Self reflection: find your own anchor


A friend of mine asked me to share my story of my kinda get-rid-of-phone days. So here is my story: I started my my kinda no-phone-day on December 10th till December 13th. I needed to clear my mind  after everything that happened to me. Yep 4 days without wifi, internet, socmed, ig, ect ect. Air plane mode all day long. I still did check on my phone, set alarm, open dictionary, some time take a look on my phone's gallery, looking over funny pics on it (since most of them are memes) and memories I've captured. I loved taking pics, decorating my room, arranging my book shelf, making polarid photos and put it on my wall room.


I felt not okay lately, grief and scared mostly. So I decided to left my phone behind. I spent the whole 4 days watched movies, tv shows, cried over my fav fictional character (most of them are dead), invested in fictional characters live's, sobbed over my OTP love story, read books, study some time, did some workout (Well, you guys should know I wanna build up my phisical strength too).

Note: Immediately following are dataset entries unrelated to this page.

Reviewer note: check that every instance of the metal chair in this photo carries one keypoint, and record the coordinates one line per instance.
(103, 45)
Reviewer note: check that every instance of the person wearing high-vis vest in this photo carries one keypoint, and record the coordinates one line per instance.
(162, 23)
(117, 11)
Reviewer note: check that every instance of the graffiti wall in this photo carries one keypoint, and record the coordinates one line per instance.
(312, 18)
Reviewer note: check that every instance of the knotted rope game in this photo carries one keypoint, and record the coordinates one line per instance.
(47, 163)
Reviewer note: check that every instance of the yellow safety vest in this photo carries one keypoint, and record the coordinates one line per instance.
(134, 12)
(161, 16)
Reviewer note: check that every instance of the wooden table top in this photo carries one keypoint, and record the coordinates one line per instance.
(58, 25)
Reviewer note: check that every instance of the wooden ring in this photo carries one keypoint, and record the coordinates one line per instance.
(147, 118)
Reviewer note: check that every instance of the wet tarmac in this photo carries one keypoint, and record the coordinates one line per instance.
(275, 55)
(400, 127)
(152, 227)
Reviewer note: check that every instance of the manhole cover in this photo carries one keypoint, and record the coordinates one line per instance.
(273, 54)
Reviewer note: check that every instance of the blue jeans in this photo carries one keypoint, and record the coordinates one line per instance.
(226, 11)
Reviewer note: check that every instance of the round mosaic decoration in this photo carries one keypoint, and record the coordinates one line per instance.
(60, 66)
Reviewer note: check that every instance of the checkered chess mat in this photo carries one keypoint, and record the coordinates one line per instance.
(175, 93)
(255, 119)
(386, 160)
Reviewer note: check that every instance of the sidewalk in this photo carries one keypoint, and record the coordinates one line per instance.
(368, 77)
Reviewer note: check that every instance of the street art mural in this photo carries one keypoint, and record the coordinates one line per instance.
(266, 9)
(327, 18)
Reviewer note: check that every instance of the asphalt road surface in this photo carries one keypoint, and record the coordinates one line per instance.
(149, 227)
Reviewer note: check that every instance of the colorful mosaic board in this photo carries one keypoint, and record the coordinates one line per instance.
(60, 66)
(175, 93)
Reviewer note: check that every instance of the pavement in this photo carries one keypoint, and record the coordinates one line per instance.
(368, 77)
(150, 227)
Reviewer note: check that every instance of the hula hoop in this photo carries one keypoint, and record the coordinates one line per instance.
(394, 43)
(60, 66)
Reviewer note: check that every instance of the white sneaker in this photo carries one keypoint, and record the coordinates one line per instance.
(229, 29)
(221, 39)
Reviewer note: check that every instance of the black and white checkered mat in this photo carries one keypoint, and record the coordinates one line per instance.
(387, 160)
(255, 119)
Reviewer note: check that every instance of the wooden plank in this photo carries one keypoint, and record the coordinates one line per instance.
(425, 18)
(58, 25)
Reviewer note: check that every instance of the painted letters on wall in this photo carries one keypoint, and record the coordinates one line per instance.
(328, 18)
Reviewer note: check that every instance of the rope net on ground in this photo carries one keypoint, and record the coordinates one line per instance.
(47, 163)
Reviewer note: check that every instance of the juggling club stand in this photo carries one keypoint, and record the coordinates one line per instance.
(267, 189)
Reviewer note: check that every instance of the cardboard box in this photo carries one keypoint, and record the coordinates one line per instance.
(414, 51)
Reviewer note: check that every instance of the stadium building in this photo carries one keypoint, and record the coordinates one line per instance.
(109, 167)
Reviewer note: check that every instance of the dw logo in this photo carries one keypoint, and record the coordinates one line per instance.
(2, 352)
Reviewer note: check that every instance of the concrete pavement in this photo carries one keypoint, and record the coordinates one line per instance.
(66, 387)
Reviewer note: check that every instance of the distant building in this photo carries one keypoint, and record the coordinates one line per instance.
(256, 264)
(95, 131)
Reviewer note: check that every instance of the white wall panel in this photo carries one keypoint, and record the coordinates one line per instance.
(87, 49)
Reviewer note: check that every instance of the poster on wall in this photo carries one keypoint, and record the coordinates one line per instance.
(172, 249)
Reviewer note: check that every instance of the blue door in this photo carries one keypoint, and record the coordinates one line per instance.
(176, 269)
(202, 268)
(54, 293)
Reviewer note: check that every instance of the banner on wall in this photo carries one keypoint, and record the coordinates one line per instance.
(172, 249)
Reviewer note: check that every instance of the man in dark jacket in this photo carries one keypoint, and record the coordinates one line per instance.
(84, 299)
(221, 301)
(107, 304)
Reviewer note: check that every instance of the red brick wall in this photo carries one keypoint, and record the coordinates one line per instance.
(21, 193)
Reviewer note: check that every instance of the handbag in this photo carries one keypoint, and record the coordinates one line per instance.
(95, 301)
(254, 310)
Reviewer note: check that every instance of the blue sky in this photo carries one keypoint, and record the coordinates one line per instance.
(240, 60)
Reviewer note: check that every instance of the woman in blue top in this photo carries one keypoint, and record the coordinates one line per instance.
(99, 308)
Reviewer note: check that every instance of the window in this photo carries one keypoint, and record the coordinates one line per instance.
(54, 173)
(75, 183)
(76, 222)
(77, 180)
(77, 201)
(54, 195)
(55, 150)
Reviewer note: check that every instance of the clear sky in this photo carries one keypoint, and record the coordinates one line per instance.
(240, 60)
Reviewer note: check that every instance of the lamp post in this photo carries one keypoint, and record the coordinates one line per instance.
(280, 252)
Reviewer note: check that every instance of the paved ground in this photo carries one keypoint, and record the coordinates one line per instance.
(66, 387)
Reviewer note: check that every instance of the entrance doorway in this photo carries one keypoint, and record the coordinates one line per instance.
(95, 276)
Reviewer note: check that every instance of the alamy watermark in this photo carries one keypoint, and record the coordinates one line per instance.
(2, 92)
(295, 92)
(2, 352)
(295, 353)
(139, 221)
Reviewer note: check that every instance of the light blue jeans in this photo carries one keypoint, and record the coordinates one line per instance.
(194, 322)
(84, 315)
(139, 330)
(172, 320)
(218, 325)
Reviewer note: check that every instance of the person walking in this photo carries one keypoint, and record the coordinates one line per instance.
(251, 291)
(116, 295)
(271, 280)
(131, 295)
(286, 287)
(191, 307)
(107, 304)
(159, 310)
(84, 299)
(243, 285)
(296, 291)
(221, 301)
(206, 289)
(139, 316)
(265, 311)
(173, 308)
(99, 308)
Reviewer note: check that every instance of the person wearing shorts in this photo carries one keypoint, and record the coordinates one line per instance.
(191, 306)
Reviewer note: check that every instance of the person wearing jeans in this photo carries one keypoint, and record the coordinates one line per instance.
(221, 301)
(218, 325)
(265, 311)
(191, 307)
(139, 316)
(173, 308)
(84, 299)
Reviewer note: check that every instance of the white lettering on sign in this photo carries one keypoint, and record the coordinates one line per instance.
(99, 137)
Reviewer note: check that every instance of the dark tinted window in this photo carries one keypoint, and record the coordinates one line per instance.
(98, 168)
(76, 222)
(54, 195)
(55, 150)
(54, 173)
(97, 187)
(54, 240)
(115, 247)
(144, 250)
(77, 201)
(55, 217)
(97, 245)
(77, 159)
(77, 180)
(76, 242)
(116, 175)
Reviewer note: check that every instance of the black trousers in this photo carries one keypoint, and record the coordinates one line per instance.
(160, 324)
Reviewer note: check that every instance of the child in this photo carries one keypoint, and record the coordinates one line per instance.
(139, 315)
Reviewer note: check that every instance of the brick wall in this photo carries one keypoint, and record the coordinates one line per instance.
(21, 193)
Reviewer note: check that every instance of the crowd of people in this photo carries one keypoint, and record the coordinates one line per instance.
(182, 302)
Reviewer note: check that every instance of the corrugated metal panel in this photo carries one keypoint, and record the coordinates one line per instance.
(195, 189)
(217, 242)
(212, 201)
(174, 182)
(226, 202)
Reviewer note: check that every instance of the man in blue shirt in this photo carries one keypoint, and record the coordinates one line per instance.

I also wrote and painted. Awoke all night and philosophizing before bed (which is my talent). And sorry not sorry:p I didn't text my friends about my decision of my no-phone-day, anyway. I assume they probably get worried why I didn't reply, even read their messages (chill guys xD).
I wanna get relax, enjoy my time, and get some fresh air. for me it wasn't a  big deal at all, my kinda no-phone-day. Well, there are some reasons about my decision to disappear and get rid of social medias for a while. 

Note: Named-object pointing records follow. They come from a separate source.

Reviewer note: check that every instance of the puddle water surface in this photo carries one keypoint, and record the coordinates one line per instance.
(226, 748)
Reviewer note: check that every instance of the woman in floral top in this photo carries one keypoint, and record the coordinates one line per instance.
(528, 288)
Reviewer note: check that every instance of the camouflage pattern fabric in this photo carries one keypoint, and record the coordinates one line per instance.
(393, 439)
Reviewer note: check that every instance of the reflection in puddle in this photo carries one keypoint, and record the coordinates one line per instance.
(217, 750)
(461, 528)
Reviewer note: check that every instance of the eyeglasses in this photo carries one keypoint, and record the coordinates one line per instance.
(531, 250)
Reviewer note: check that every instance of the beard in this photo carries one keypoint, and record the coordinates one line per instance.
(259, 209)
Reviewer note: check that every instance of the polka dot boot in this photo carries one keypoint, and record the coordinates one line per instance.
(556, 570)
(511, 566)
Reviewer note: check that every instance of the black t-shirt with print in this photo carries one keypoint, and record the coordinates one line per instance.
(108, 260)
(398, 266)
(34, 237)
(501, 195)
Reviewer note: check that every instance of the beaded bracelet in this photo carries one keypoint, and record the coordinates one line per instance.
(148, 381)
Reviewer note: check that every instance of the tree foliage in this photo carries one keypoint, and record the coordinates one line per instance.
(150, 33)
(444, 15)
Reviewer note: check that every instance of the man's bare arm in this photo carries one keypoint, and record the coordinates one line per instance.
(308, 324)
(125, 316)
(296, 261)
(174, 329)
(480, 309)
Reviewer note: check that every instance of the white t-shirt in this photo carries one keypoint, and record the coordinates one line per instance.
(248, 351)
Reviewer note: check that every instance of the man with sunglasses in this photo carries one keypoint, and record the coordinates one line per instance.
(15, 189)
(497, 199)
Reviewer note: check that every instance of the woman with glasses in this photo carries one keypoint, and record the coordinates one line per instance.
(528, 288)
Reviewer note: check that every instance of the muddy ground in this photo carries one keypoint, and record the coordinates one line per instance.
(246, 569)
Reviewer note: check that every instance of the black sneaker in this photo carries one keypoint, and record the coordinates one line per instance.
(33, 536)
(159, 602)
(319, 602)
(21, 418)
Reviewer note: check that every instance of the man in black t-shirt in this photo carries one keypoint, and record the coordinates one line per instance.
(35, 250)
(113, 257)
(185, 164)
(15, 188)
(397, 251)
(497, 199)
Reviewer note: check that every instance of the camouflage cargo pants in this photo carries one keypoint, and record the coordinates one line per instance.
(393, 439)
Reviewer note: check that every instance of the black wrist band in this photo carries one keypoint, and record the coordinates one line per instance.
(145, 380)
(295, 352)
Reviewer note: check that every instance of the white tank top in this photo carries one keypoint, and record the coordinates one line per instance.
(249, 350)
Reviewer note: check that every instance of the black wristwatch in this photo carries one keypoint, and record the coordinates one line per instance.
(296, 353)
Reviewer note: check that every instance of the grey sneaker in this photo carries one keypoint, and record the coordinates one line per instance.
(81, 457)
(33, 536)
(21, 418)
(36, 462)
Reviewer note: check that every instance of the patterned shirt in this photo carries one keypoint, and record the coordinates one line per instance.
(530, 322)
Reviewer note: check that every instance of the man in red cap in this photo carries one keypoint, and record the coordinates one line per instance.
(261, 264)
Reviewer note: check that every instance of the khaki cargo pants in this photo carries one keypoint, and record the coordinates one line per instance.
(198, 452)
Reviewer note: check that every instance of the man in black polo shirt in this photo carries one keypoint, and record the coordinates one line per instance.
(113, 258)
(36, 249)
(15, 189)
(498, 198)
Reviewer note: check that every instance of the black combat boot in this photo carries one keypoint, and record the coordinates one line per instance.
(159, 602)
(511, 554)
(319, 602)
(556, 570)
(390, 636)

First: the fact that socmed made me ungrateful enough upon blessing that God has given to me. I started highlighting over things that I didn't have instead of being grateful of things and blesses that I already get. I compared everything of my self to others, underestimate my own self, and forgot about simple little things that could make me happy. I know, I shouldn't have compared my self to others. I do realize we are all human with our own different power, strength, and flaw, even weakness. The worst part of socmed (espc ig, well I might used it unwisely:>), for me is the fact that other people seem have a perfect life, while me, my self is the one who hasn't a perfect life. Then after I spent my 4 days without phone, I realize life is perfectly imperfect, nobody has a perfect life. Sometimes life's unfair and sucks but life always worth to fight for. 

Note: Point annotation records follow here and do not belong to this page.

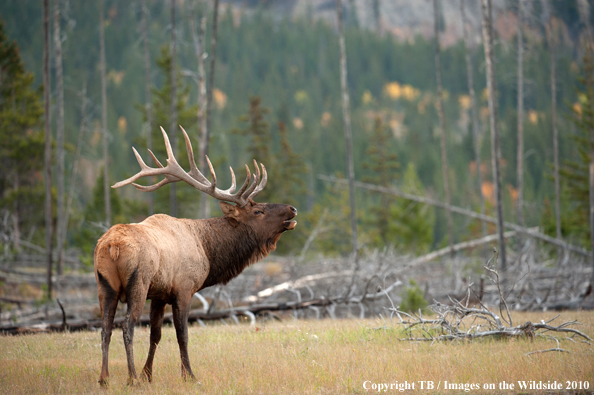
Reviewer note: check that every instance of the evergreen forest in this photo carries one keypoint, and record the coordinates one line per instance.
(276, 98)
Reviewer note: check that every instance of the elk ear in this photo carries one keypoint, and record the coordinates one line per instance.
(231, 213)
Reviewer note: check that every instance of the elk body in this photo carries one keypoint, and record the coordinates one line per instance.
(167, 260)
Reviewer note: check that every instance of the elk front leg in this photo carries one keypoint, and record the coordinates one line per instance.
(135, 306)
(109, 303)
(157, 312)
(181, 310)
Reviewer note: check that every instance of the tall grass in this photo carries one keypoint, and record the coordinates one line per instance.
(293, 357)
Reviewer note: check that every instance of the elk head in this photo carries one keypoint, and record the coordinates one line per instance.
(267, 220)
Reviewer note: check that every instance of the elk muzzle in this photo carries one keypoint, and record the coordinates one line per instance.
(290, 225)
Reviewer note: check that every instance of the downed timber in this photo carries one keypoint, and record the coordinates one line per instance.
(459, 210)
(197, 315)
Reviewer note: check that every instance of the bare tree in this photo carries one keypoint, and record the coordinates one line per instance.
(205, 138)
(106, 188)
(75, 161)
(59, 136)
(48, 149)
(377, 16)
(584, 10)
(198, 39)
(173, 109)
(520, 165)
(550, 33)
(444, 155)
(495, 151)
(475, 123)
(147, 87)
(347, 129)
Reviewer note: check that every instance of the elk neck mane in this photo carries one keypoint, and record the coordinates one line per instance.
(231, 249)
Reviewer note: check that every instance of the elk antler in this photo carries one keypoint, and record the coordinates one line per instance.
(173, 172)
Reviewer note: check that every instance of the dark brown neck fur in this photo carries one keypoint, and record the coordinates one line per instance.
(230, 249)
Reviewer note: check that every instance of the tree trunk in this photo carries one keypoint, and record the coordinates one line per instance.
(16, 217)
(205, 207)
(61, 234)
(48, 149)
(198, 40)
(495, 151)
(347, 129)
(377, 16)
(475, 123)
(551, 39)
(444, 155)
(147, 88)
(459, 210)
(520, 165)
(106, 189)
(81, 130)
(584, 10)
(173, 109)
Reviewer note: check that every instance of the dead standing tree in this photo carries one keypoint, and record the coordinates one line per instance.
(444, 154)
(106, 189)
(173, 108)
(48, 149)
(475, 122)
(520, 164)
(347, 130)
(61, 227)
(147, 87)
(206, 131)
(495, 151)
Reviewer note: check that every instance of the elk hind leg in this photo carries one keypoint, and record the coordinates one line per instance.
(108, 300)
(181, 310)
(157, 312)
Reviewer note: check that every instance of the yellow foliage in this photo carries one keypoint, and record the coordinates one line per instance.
(301, 96)
(122, 124)
(220, 98)
(298, 123)
(116, 77)
(395, 91)
(326, 118)
(367, 97)
(464, 102)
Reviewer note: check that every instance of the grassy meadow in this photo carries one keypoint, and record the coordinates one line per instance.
(295, 357)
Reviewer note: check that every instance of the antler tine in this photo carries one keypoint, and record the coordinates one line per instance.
(139, 159)
(246, 182)
(170, 156)
(262, 183)
(173, 172)
(212, 173)
(194, 171)
(246, 195)
(155, 159)
(154, 187)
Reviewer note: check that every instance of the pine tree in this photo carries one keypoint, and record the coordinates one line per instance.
(575, 173)
(289, 171)
(21, 140)
(383, 163)
(258, 131)
(186, 115)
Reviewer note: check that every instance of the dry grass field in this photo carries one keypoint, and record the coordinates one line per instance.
(297, 357)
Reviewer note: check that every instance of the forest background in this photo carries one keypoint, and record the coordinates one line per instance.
(277, 99)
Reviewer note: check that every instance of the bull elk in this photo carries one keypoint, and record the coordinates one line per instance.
(167, 259)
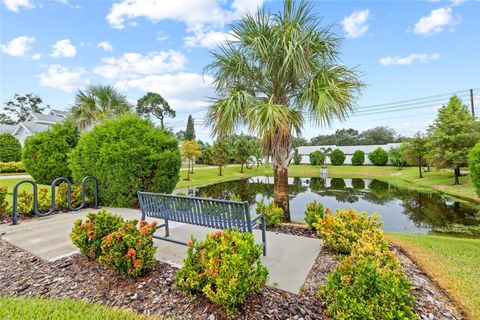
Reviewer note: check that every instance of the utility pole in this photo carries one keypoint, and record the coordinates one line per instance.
(471, 103)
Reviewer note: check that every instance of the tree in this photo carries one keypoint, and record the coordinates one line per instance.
(190, 151)
(98, 103)
(277, 69)
(153, 104)
(20, 107)
(243, 150)
(379, 135)
(190, 130)
(414, 151)
(452, 136)
(10, 148)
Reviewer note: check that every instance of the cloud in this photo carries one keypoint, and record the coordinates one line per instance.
(184, 91)
(355, 25)
(18, 47)
(105, 46)
(204, 19)
(14, 5)
(63, 48)
(436, 22)
(408, 60)
(133, 64)
(63, 78)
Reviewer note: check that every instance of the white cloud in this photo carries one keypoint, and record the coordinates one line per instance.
(205, 19)
(408, 60)
(105, 46)
(184, 91)
(63, 48)
(436, 22)
(133, 64)
(63, 78)
(14, 5)
(355, 25)
(18, 47)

The next reason is socmed and stuff waste my time "I'll just check some updates on insta for a sec." I said to myself. And guess what??? Yes, I end up spend hours. Then obviously I couldn't sort out my priorities. Being a slave of socmed.


After I finished my kinda no-phone-day which is only 4 days, now I feel more fresh, more grateful, happier, more organized, ect ect. I feel much better in so many ways and feel more me rn. Alhamdulillah. 

For anyone who wish to decrease the burden on your shoulder. It might worth to try: stay away of social medias for a while, enjoy your time, be more grateful, and stop comparing yourself to others (Im not lecturing guys, just saying:)) 
Well of course, different traits have different ways to handle things and what works for me might not work for you. Good luck!